A small OCR package

These details have not been verified by PyPI

Project links

License
- OSI Approved :: MIT License
Operating System
- OS Independent
Programming Language
- Python :: 3

Project description

MiniOCR

A powerful and easy-to-use Python package for performing Optical Character Recognition (OCR) on images, PDF documents, and PowerPoint presentations using OpenAI's Vision API.

Features

🖼️ Multi-format support: Process images (PNG, JPG, JPEG, GIF, BMP, TIFF, WebP), PDF files, and PPTX presentations
⚡ Parallel processing: Concurrent processing of multiple pages/slides for improved performance
🌐 Cross-platform: Works on Windows, macOS, and Linux
📄 Visual OCR for PPTX: Converts PowerPoint slides to images for accurate visual content extraction
🔄 Async support: Built with asyncio for efficient processing
📝 Markdown output: Converts documents to clean, structured markdown format

Installation

System Requirements

Python: 3.8 or higher
Operating System: Windows, macOS, or Linux

Dependencies

Python Dependencies (Auto-installed)

MiniOCR automatically installs these Python packages:

openai - OpenAI API client for Vision processing
aiohttp - Async HTTP client for file downloads
aiofiles - Async file operations
pdf2image - PDF to image conversion
python-pptx - PowerPoint file parsing
Pillow - Image processing and manipulation

System Dependencies (Manual Installation Required)

For PDF Processing - Poppler

macOS:

brew install poppler

Ubuntu/Debian:

sudo apt-get install poppler-utils

Windows: Download and install from Poppler for Windows

For PPTX Visual Processing - LibreOffice

macOS:

brew install --cask libreoffice

Ubuntu/Debian:

sudo apt-get install libreoffice

Windows: Download and install from LibreOffice official website

Note: LibreOffice is required for high-quality PPTX processing with visual content extraction. Without it, MiniOCR will fall back to text-only extraction. On Windows, MiniOCR automatically detects LibreOffice in common installation paths.

Install MiniOCR

From PyPI (Recommended)

pip install miniocr

From Source

git clone https://github.com/w95/miniocr.git
cd miniocr
pip install -e .

Verify Installation

from miniocr import MiniOCR, __version__
print(f"MiniOCR v{__version__} installed successfully!")

Quick Start

Setup

First, you'll need an OpenAI API key. Set it as an environment variable:

export OPENAI_API_KEY="your-api-key-here"

Or pass it directly when initializing the class.

Basic Usage

import asyncio
from miniocr import MiniOCR

async def main():
    # Initialize with API key (or use environment variable)
    ocr = MiniOCR(api_key="your-api-key-here")
    
    # Process an image
    result = await ocr.ocr("path/to/image.jpg")
    print(result["content"])
    
    # Process a PDF
    result = await ocr.ocr("path/to/document.pdf")
    print(f"Processed {result['pages']} pages")
    print(result["content"])
    
    # Process a PowerPoint presentation
    result = await ocr.ocr("path/to/presentation.pptx")
    print(result["content"])

if __name__ == "__main__":
    asyncio.run(main())

Advanced Usage

import asyncio
from miniocr import MiniOCR

async def advanced_example():
    ocr = MiniOCR()
    
    # Process with custom settings
    result = await ocr.ocr(
        file_path="document.pdf",
        model="gpt-4o",  # Use different OpenAI model
        concurrency=10,  # Process up to 10 pages simultaneously
        output_dir="./output",  # Save markdown to file
        cleanup=True  # Clean up temporary files
    )
    
    print(f"File: {result['file_name']}")
    print(f"Pages processed: {result['pages']}")
    print(f"Content length: {len(result['content'])} characters")

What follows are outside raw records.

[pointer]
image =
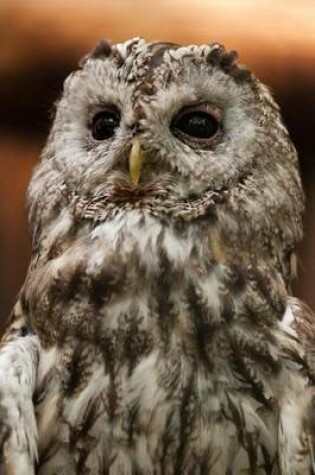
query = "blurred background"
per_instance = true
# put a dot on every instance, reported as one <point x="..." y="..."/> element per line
<point x="42" y="41"/>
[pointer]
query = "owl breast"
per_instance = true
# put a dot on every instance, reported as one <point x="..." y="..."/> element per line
<point x="157" y="358"/>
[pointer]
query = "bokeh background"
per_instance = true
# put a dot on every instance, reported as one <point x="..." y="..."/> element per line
<point x="42" y="41"/>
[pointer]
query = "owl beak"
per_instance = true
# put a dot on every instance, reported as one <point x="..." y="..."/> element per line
<point x="136" y="159"/>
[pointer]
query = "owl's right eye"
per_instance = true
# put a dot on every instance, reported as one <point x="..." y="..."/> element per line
<point x="105" y="123"/>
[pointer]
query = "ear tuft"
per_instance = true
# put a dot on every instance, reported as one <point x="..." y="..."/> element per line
<point x="102" y="50"/>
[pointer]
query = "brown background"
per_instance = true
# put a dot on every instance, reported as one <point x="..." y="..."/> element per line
<point x="41" y="42"/>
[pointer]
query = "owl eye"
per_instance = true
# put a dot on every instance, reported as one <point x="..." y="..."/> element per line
<point x="196" y="127"/>
<point x="105" y="123"/>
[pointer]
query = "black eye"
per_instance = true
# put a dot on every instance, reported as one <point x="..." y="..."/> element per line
<point x="104" y="124"/>
<point x="196" y="127"/>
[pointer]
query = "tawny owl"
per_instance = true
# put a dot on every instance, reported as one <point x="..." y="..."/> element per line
<point x="155" y="332"/>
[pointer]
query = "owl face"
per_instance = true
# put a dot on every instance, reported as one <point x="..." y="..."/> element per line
<point x="171" y="124"/>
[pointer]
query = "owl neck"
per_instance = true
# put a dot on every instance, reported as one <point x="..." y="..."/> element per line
<point x="88" y="279"/>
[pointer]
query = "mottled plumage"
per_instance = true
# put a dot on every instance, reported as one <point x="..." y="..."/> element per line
<point x="155" y="332"/>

asyncio.run(advanced_example())

Processing URLs

import asyncio
from miniocr import MiniOCR

async def process_url():
    ocr = MiniOCR()
    
    # Process a file from URL
    result = await ocr.ocr("https://example.com/document.pdf")
    print(result["content"])

asyncio.run(process_url())

API Reference

MiniOCR Class

`init(api_key: str = None)`

Initialize the MiniOCR instance.

Parameters:

api_key (str, optional): OpenAI API key. If not provided, will use OPENAI_API_KEY environment variable.

`async ocr(file_path, model="gpt-4o-mini", concurrency=5, output_dir=None, cleanup=True)`

Process a file and extract text using OCR.

Parameters:

file_path (str): Path or URL to the file to process
model (str): OpenAI model to use (default: "gpt-4o-mini")
concurrency (int): Number of concurrent API requests (default: 5)
output_dir (str, optional): Directory to save markdown output
cleanup (bool): Whether to clean up temporary files (default: True)

Returns:

dict: Dictionary containing:
- content (str): Extracted text in markdown format
- pages (int): Number of pages/slides processed
- file_name (str): Name of the processed file

Supported file types:

Images: .png, .jpg, .jpeg, .gif, .bmp, .tiff, .webp
Documents: .pdf
Presentations: .pptx

Configuration

Required Configuration

OpenAI API Key

You must provide an OpenAI API key to use MiniOCR. You can set it in two ways:

Option 1: Environment Variable (Recommended)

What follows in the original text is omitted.